¿Cómo mostrar una realidad que
no permite ser mostrada? ¿Cómo criticar a un Estado que emplea todo
su poder para que esa crítica no sea posible? ¿Cómo hacer
literatura cuando la realidad misma se ha vuelto una forma delirante
de la ficción? A esas preguntas atroces parece responder en cada
página la escritura de Ana Blandiana, quien sufrió primero la
censura, luego la persecución de la Securitate y por último la prohibición de sus libros. Ceaucescu les
arrebató a los rumanos no solo la libertad y la literatura, también
les arrebató la realidad, la suspendió por decreto y sin fecha para
su restauración. Frente a esa suspensión de la realidad se levantan
estos cuentos que acuden a la fantasía para explicar ese desquiciado
teatro cotidiano.
La degeneración de Rumanía
en los años que precedieron a la caída del dictador fue una
historia demasiado propensa a la ficción, a los eufemismos
convertidos en verdades intocables y a la desintegración del
lenguaje. Las bocas se llenaron de lugares comunes, de fórmulas
aceptadas, de adjetivos convenientes y de argumentos repetidos hasta
el vómito. La realidad fue sustituida por una pesadilla que no podía
ser descrita.
Los cuentos incluidos en Las
cuatro estaciones de
Ana Blandiana buscan encontrar en la literatura fantástica una forma
de restaurar lo perdido: hay que completar los huecos, inventar una
cordura nueva, cavar bajo la fábula, el miedo y las leyes para
encontrar esa realidad, cuyo nombre no se puede pronunciar. También
el cuento fantástico quiso ser una forma de esquivar a la censura.

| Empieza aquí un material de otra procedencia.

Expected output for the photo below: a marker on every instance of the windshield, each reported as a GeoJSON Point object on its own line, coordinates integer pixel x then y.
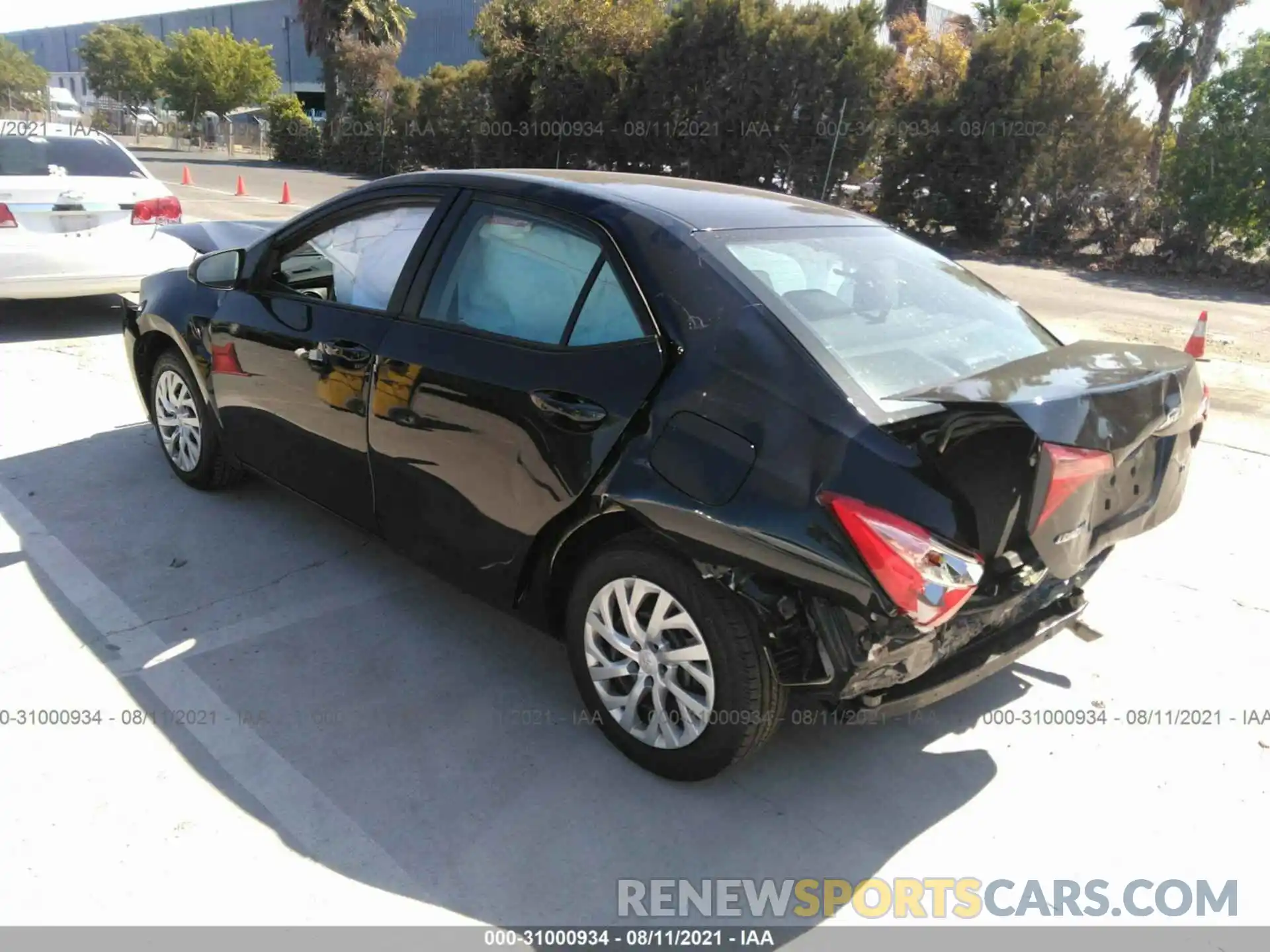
{"type": "Point", "coordinates": [890, 313]}
{"type": "Point", "coordinates": [70, 155]}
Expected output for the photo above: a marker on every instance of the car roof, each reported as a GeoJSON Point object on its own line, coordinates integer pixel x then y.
{"type": "Point", "coordinates": [695, 202]}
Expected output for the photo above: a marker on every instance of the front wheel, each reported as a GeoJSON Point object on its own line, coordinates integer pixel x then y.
{"type": "Point", "coordinates": [669, 664]}
{"type": "Point", "coordinates": [187, 432]}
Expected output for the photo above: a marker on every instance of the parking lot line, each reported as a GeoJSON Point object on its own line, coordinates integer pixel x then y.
{"type": "Point", "coordinates": [298, 807]}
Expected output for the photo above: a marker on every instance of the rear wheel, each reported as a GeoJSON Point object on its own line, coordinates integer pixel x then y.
{"type": "Point", "coordinates": [187, 432]}
{"type": "Point", "coordinates": [669, 664]}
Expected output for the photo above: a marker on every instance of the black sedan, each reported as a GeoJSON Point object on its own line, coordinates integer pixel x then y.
{"type": "Point", "coordinates": [730, 444]}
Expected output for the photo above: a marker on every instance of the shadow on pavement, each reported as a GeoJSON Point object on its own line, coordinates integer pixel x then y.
{"type": "Point", "coordinates": [1162, 286]}
{"type": "Point", "coordinates": [448, 731]}
{"type": "Point", "coordinates": [60, 319]}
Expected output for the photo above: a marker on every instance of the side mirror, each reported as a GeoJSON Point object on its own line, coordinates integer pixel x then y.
{"type": "Point", "coordinates": [218, 270]}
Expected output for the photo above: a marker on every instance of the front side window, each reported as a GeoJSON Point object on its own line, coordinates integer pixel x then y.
{"type": "Point", "coordinates": [893, 315]}
{"type": "Point", "coordinates": [357, 262]}
{"type": "Point", "coordinates": [529, 277]}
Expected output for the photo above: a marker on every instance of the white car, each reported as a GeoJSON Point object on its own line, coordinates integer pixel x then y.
{"type": "Point", "coordinates": [79, 215]}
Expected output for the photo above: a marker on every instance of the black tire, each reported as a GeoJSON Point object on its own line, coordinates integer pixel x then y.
{"type": "Point", "coordinates": [215, 469]}
{"type": "Point", "coordinates": [748, 702]}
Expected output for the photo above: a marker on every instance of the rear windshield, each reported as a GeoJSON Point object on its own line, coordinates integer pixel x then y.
{"type": "Point", "coordinates": [892, 314]}
{"type": "Point", "coordinates": [69, 155]}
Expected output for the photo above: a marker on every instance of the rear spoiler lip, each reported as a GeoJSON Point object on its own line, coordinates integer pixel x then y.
{"type": "Point", "coordinates": [1094, 395]}
{"type": "Point", "coordinates": [216, 235]}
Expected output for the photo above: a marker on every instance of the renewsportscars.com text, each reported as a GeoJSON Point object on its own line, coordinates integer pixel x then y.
{"type": "Point", "coordinates": [933, 898]}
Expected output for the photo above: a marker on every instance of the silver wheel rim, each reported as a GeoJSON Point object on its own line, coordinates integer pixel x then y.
{"type": "Point", "coordinates": [650, 663]}
{"type": "Point", "coordinates": [177, 418]}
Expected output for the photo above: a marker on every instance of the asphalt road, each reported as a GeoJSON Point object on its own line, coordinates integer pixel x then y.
{"type": "Point", "coordinates": [341, 738]}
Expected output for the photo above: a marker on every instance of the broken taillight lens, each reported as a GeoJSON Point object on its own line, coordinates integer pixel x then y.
{"type": "Point", "coordinates": [1071, 467]}
{"type": "Point", "coordinates": [926, 579]}
{"type": "Point", "coordinates": [157, 211]}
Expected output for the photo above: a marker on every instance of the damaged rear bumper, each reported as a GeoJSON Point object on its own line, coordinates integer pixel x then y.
{"type": "Point", "coordinates": [980, 660]}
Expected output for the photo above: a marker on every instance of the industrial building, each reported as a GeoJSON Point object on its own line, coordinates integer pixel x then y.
{"type": "Point", "coordinates": [440, 33]}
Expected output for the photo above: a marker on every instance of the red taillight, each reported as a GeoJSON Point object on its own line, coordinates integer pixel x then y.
{"type": "Point", "coordinates": [927, 580]}
{"type": "Point", "coordinates": [1070, 470]}
{"type": "Point", "coordinates": [225, 361]}
{"type": "Point", "coordinates": [157, 211]}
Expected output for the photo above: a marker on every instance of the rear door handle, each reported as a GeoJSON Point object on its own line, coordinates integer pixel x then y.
{"type": "Point", "coordinates": [568, 407]}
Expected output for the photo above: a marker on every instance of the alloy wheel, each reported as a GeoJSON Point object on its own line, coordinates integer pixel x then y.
{"type": "Point", "coordinates": [650, 664]}
{"type": "Point", "coordinates": [177, 418]}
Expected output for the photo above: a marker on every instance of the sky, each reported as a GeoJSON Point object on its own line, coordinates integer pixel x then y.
{"type": "Point", "coordinates": [1107, 38]}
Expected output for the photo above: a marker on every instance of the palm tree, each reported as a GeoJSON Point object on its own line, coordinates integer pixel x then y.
{"type": "Point", "coordinates": [329, 22]}
{"type": "Point", "coordinates": [1210, 15]}
{"type": "Point", "coordinates": [1167, 59]}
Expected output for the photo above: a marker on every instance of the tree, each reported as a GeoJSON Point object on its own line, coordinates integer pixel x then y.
{"type": "Point", "coordinates": [1210, 15]}
{"type": "Point", "coordinates": [329, 23]}
{"type": "Point", "coordinates": [1167, 59]}
{"type": "Point", "coordinates": [759, 93]}
{"type": "Point", "coordinates": [122, 63]}
{"type": "Point", "coordinates": [567, 66]}
{"type": "Point", "coordinates": [967, 154]}
{"type": "Point", "coordinates": [1218, 180]}
{"type": "Point", "coordinates": [22, 81]}
{"type": "Point", "coordinates": [210, 70]}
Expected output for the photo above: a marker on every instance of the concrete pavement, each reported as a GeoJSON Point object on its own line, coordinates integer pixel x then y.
{"type": "Point", "coordinates": [332, 735]}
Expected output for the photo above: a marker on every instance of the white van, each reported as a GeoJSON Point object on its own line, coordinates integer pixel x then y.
{"type": "Point", "coordinates": [63, 107]}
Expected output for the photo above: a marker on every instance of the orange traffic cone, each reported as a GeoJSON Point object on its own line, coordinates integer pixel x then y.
{"type": "Point", "coordinates": [1195, 346]}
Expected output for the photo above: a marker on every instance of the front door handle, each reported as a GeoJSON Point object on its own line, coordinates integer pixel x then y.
{"type": "Point", "coordinates": [346, 350]}
{"type": "Point", "coordinates": [568, 407]}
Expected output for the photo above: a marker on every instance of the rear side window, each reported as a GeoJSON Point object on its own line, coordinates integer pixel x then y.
{"type": "Point", "coordinates": [606, 317]}
{"type": "Point", "coordinates": [892, 314]}
{"type": "Point", "coordinates": [65, 155]}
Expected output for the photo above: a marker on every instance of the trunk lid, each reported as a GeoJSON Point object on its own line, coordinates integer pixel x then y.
{"type": "Point", "coordinates": [1138, 404]}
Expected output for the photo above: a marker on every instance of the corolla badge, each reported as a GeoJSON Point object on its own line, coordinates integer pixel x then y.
{"type": "Point", "coordinates": [1064, 537]}
{"type": "Point", "coordinates": [1170, 418]}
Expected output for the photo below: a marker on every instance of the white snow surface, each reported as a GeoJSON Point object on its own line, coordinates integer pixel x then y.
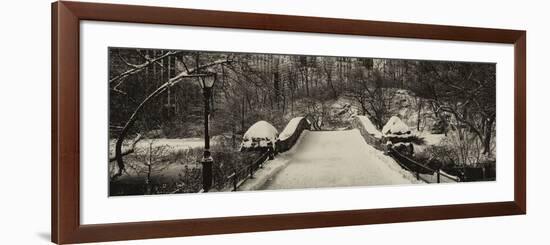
{"type": "Point", "coordinates": [395, 125]}
{"type": "Point", "coordinates": [336, 159]}
{"type": "Point", "coordinates": [290, 128]}
{"type": "Point", "coordinates": [369, 127]}
{"type": "Point", "coordinates": [260, 134]}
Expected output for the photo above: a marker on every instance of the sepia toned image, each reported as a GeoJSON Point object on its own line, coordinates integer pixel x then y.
{"type": "Point", "coordinates": [197, 121]}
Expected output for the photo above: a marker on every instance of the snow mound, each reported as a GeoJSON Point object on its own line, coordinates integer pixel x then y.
{"type": "Point", "coordinates": [395, 126]}
{"type": "Point", "coordinates": [290, 128]}
{"type": "Point", "coordinates": [261, 134]}
{"type": "Point", "coordinates": [369, 127]}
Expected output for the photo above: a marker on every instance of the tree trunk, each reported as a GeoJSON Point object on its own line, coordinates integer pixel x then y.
{"type": "Point", "coordinates": [487, 136]}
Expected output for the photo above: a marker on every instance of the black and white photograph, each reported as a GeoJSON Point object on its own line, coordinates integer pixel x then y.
{"type": "Point", "coordinates": [188, 121]}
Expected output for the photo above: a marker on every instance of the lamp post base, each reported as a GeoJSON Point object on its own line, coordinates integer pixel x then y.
{"type": "Point", "coordinates": [207, 173]}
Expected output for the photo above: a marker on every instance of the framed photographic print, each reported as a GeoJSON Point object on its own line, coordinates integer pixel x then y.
{"type": "Point", "coordinates": [176, 122]}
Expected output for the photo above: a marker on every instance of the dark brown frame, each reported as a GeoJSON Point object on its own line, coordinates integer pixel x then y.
{"type": "Point", "coordinates": [65, 181]}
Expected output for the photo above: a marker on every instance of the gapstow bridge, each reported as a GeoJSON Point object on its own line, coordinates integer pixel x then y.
{"type": "Point", "coordinates": [305, 158]}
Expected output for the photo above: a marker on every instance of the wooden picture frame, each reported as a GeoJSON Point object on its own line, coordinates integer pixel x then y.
{"type": "Point", "coordinates": [65, 181]}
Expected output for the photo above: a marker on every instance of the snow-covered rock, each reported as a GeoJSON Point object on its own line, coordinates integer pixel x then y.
{"type": "Point", "coordinates": [290, 128]}
{"type": "Point", "coordinates": [369, 126]}
{"type": "Point", "coordinates": [395, 127]}
{"type": "Point", "coordinates": [261, 134]}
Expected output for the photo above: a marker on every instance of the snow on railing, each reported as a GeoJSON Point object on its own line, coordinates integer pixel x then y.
{"type": "Point", "coordinates": [421, 171]}
{"type": "Point", "coordinates": [291, 133]}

En el primer empeño tuvo éxito, pero lo segundo resultó imposible.
Uno de los textos de este volumen
es “Queridos
espantapájaros”, a la vez un cuento fantástico en forma de
diatriba contra la dictadura y una collar de aforismos que han sido
estratégicamente colocados en el relato, de tal forma que no es
difícil, al extraerlos, dibujar el pensamiento de Blandiana. La
protagonista necesita llegar al campo, entrever la primavera, oler la
tierra, volver a ese lugar donde la vida quiere tener sentido, porque
la ciudad se le presenta como un estercolero, vigilada por muros
inmensos, por bloques de edificios que impiden ver más allá,
repleta de colmenas y cárceles y silencios. Cuando llega a un
cementerio ve por primera vez algo de hierba, y en ella aparecen
diminutas cabezas de niños y adultos vivos, cabezas perfectas y
desiguales. Cuando dialoga con estas cabezas descubre que ahora no
existe la familia, que no nacemos de los padres, sino de la tierra.
Este diálogo no es más que la sátira de un precepto ideológico:
la madre es la patria, y de ella y para ella se nace. La protagonista
sigue buscando el campo y cree llegar al límite de la ciudad, pero
allí le espera un ejército de espantapájaros que impide cualquier
avance. Son solo imitaciones de hombres, nos dice, simulacros,
anuncios del terror.
Hablaba antes de la colección de
aforismos que nos deja este cuento. Inclino por aquí cuatro ejemplos
de esa filosofía
portátil:
El vínculo más fuerte es la
imposibilidad de entendernos.
Lo
fantástico no se opone a lo real, es solo su representación más
completa.
Cualquier variación es un
signo de esperanza cuando la monotonía es un dogma, aunque esa
variación sea un entierro.
Podéis espantarlo todo, pero
¿quién espantará a los pájaros que aún vuelan en mi mente?
Es
obligado recordar ahora que la voz de Blandiana nos llega así,
nítida y entera, gracias a la traducción de Viorica Patea y
Fernando Sánchez Miret.
El
otro cuento en el que quiero detenerme es “Recuerdos de infancia”,
a la vez un homenaje a la literatura y el retrato de un sistema que
convierte la ironía en crimen, el pensamiento en anomalía y la
lectura en perversión. La posesión de ciertos libros era delito
bajo el gobierno de Ceacescu, por eso el padre de la protagonista se
ve obligado a quemar los suyos. Ella recordará muchos años después
esa escena, porque el padre de alguna forma ardía también en cada
hoja, se deshacía de sí mismo al quemarlas, como quien debe olvidar
cuanto aprendió y renegar de cuanto ama. La narradora está tumbada
boca arriba en un huerto de membrillos, y es el olor el que le
devuelve a su infancia y más tarde a esa escena en la que su padre
quema lentamente los libros en la estufa. El huerto está junto a un
almacén donde se pudren miles de volúmenes proscritos, de voces que
alguien quiso amordazar, de ideas puestas en cuarentena. Es otra vez
el antiguo desfile de los enmascarados, la demencia disfrazada con el
uniforme de la verdad, la constante irrealidad de lo real.